Talvez seja esse o lugar mais conveniente para acrescentar afirmações explícitas sobre as acepções em que usaremos outros termos que ocorrem com frequência.  Terá ficado claro que, no presente contexto, é mais prático falar de "moedas correntes" do que de "dinheiros", não só porque é mais fácil usar o primeiro termo no plural, mas também porque, como vimos, o termo "moedas correntes" enfatiza um determinado atributo.  Também empregaremos a expressão "moedas correntes", talvez indo um pouco contra a acepção original do termo, de forma a incluir não somente papéis e qualquer outro tipo de dinheiro "que corre de mão em mão", mas também saldos bancários sujeitos a cheque e outros meios de troca que podem ser usados para a maioria dos fins para os quais se usam cheques.  Não há, porém, como acabamos de assinalar, qualquer necessidade de uma distinção pronunciada entre o que é e o que não é dinheiro.  Será melhor que o leitor permaneça cônscio de que temos de lidar com um conjunto de objetos que tem um grau variado de aceitabilidade, e que se confundem, na faixa inferior, com objetos que claramente não são dinheiro.
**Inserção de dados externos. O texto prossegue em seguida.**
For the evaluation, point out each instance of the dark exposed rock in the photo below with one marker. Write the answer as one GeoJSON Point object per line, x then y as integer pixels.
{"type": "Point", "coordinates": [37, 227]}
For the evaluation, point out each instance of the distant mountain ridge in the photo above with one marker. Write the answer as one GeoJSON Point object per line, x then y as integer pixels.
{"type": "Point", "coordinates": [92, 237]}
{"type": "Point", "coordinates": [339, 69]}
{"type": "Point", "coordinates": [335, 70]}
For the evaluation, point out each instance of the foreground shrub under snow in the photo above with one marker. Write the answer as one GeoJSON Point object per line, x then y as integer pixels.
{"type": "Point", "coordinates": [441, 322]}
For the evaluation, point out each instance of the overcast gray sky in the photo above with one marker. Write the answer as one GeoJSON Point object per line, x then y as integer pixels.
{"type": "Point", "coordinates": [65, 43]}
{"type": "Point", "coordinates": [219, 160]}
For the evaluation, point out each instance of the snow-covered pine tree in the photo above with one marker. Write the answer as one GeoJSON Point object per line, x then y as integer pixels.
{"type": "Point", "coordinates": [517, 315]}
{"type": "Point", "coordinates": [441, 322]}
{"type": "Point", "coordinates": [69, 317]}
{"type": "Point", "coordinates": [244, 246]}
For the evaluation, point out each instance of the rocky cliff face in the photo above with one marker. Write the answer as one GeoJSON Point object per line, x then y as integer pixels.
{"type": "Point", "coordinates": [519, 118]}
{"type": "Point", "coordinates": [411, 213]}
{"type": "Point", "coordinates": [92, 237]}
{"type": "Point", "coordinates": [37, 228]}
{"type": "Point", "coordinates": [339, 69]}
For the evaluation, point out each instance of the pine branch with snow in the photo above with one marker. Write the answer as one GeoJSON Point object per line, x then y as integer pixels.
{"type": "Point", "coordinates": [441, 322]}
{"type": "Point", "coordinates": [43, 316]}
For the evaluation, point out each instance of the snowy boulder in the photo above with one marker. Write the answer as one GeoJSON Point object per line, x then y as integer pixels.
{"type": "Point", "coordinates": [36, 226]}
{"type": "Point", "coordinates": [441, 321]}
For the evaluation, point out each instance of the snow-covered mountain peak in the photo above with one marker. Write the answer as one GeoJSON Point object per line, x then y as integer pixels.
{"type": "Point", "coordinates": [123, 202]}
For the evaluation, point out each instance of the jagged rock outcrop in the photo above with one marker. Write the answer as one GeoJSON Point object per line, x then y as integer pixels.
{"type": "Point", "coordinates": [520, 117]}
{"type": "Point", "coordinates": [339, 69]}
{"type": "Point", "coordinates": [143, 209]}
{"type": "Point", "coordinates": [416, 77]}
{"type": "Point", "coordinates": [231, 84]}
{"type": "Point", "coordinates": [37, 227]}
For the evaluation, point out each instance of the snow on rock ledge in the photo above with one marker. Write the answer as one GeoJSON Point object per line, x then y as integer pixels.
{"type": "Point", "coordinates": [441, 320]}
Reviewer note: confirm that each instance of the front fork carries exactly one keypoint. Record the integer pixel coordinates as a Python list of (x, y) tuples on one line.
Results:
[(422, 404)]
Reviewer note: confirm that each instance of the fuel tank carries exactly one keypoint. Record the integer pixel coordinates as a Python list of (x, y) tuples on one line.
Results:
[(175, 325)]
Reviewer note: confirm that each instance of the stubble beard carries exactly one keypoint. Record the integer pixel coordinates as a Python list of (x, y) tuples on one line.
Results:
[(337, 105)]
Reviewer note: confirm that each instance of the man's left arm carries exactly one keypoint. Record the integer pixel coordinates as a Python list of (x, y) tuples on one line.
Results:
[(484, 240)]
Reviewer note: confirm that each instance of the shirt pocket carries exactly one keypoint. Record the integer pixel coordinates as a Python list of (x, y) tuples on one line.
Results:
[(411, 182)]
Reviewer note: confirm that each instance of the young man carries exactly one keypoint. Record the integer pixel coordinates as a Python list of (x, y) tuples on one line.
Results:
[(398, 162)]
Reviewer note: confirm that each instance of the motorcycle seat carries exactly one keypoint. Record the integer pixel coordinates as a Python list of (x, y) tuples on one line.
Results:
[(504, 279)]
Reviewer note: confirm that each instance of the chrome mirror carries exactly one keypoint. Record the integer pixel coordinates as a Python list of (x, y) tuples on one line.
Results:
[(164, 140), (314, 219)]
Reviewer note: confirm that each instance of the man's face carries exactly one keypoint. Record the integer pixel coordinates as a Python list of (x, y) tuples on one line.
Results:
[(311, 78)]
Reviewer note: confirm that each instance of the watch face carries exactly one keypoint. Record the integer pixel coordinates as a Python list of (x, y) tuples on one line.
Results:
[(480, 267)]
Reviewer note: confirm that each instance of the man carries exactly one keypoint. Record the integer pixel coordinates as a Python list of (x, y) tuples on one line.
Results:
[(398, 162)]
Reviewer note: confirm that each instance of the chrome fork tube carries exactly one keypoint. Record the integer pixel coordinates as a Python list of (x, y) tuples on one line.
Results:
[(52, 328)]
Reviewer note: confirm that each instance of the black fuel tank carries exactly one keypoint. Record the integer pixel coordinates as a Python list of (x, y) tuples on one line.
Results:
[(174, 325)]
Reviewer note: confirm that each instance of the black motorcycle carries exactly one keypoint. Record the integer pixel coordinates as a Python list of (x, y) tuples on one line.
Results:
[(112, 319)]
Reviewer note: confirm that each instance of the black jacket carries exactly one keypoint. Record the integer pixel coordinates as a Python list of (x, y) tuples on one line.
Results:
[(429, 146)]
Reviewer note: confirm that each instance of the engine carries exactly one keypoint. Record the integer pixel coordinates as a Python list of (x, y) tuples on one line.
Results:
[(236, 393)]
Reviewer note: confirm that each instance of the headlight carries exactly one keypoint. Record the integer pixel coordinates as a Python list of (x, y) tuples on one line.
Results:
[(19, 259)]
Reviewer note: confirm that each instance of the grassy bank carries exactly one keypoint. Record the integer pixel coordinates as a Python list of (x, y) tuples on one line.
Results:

Embora frequentemente façamos referência às instituições que emitem moeda corrente simplesmente como "bancos", isto não quer dizer que todos os bancos deverão emitir dinheiro.  O termo "taxa cambial" será usado em todo o texto em relação a taxas de câmbio entre moedas; e o termo "bolsa de moedas correntes" (análogo a bolsa de valores), para o mercado organizado de moedas correntes.  Ocasionalmente, falaremos também em "substitutos do dinheiro", quando tivermos que examinar casos limítrofes na escala de liquidez — tais como cheques de viagem, cartões de crédito e saque bancário a descoberto — em relação aos quais seria arbitrário afirmar que são ou não são parte do meio circulante.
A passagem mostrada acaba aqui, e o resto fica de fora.